Just another day. After it was changed to Monday it meant a 3-day weekend off work, but now it's just another day.  Actually it probably meant more as a hoilday when it came by itself instead of just being added onto a weekend.  Extra day off, if I remember correctly, but I was just out of school when it changed and school always ended on Memorial Day anyway. 

We observed it by going out to eat barbecue and maybe watermelon.


----------



## Ruthanne (May 22, 2016)

Well, that sounds good!


----------



## squatting dog (May 23, 2016)

Ruthanne said:


> Last year we had a cook out here at the apt. place and then on the other day I had my brother and his wife over for dinner.  Are you doing anything this Memorial Day or is it just another day to you?



Sad part is to most people it's just another day. Not always the case though. Please keep them in your prayers.


----------



## Ruthanne (May 23, 2016)

I have a lot of people to remember on Memorial Day.


----------



## Sweetpea (May 23, 2016)

Memorial weekend for us is a lot of going to cemeteries in and out of town. On my side I am the only one that decorates, as my family is very small. My first husband was killed in a airplane crash when he was 32 yrs. old so as long as I can, I will make sure my family has flowers.  We have 4 cemeteries to go to.  So for me it is a bit of a sad time.


----------



## Ruthanne (May 23, 2016)

Sweetpea said:


> Memorial weekend for us is a lot of going to cemeteries in and out of town. On my side I am the only one that decorates, as my family is very small. My first husband was killed in a airplane crash when he was 32 yrs. old so as long as I can, I will make sure my family has flowers.  We have 4 cemeteries to go to.  So for me it is a bit of a sad time.


You can always try and celebrate their lives, that's what I do.


----------



## QuickSilver (May 25, 2016)

We used to do the "cemetery run"  on Memorial day.   Not any longer, as it dredges up memories that while bitter sweet.. should be left in the past.


----------



## Ruthanne (May 25, 2016)

QuickSilver said:


> We used to do the "cemetery run"  on Memorial day.   Not any longer, as it dredges up memories that while bitter sweet.. should be left in the past.

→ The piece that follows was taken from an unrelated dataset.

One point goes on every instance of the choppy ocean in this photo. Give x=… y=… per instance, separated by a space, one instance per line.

I know what you mean QuickSilver.


----------



## Guitarist (May 25, 2016)

squatting dog said:


> Sad part is to most people it's just another day. Not always the case though. Please keep them in your prayers.

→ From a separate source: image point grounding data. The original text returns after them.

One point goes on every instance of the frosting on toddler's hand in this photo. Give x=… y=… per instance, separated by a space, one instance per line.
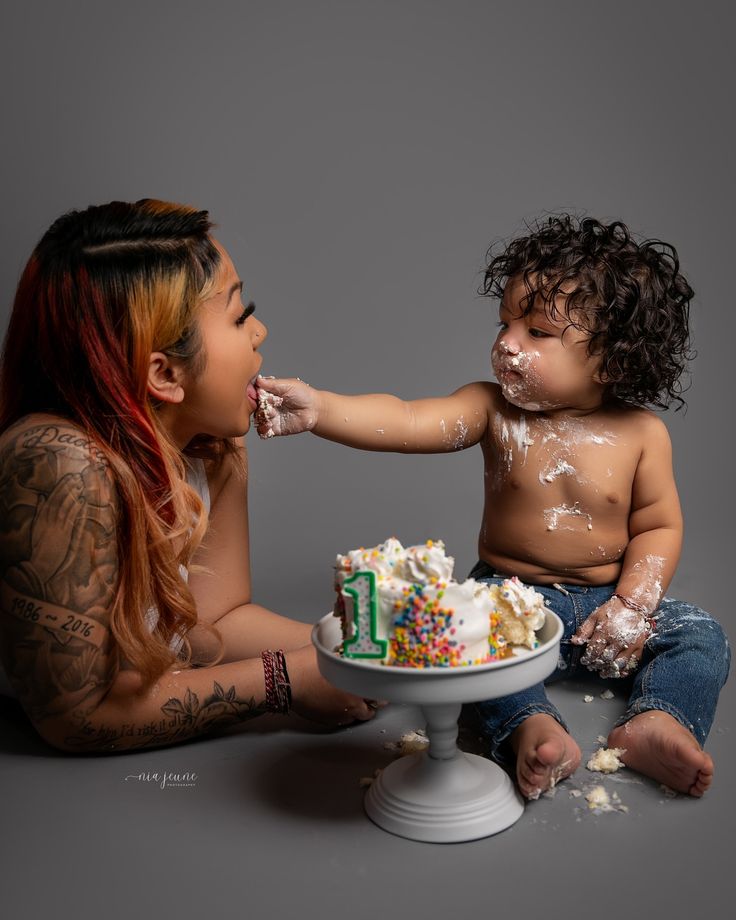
x=284 y=407
x=615 y=637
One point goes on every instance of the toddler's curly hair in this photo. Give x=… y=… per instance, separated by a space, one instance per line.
x=628 y=296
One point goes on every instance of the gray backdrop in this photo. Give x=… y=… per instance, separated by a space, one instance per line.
x=358 y=158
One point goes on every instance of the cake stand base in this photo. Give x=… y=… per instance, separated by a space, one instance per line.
x=443 y=795
x=443 y=801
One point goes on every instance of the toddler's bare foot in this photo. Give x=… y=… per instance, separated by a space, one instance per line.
x=545 y=754
x=657 y=745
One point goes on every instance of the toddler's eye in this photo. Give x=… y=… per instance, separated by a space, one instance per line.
x=249 y=310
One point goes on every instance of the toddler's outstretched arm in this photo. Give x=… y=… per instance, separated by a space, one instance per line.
x=377 y=421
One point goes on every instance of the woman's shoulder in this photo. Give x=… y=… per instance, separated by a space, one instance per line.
x=231 y=466
x=41 y=431
x=40 y=450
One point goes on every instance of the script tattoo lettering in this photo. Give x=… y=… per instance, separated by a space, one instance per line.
x=58 y=568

She's dressed more appropriately for a hot day barbecue than for a memorial poster, IMO. Half-naked bony women don't impress me.  I offer this poster in that one's place:


----------



## Ruthanne (May 28, 2016)

I just found out we are having a cook out here at the apt. place on Mon.  I hope it's not to hot for Suzy dog's sake.  I need to get her groomed soon and can't before Memorial Day.  So she has been panting from the heat.  Maybe we won't stay outside too long.


----------



## Shalimar (May 28, 2016)

I can sense that poor woman's pain from here. I have mourned at the graves of my vets wearing all manner of different outfits. I doubt anyone cared about my appearance. At times, in the throes of grief, I was bony also.


----------



## Ruthanne (May 28, 2016)

This is for everyone:


----------



## SeaBreeze (May 30, 2016)




----------



## Falcon (May 30, 2016)

Guitarist said:


> She's dressed more appropriately for a hot day barbecue than for a memorial poster, IMO. Half-naked bony women don't impress me.  I offer this poster in that one's place:



*A very insensitive observation if I ever saw one!  YUCK*


----------



## IKE (May 30, 2016)

To all my fallen brothers and sisters.........You Are Not Forgotten !


----------



## Shalimar (May 30, 2016)

From a Canadian who works with vets, rest in peace, American fallen. Yours was the ultimate sacrifice.


----------



## Buckeye (May 30, 2016)

Just watching the sun rise over the Pacific.  Both of my grandfathers were WW1 vets.  Can't decorate their graves since I'm 6000 miles away.  But I salute you James H Shamblin Sr and Ray McDade.


----------



## exwisehe (May 30, 2016)

I remember several relatives, but the two who stand out are my first cousin Shady (landed on Omaha Beach as a boatswain of his boat; survived, but now deceased) and my oldest uncle Charlie (who perished on the USS Dorchester, along with 674 others who were being transported to the European theater).
We owe so much to the great soldiers of World War II and other wars on foreign soils.  May they never be forgotten!


----------



## Gemma (May 30, 2016)




----------



## tnthomas (May 30, 2016)

SeaBreeze said:


>



+i.   heavy heart today, but I'll get over it.


----------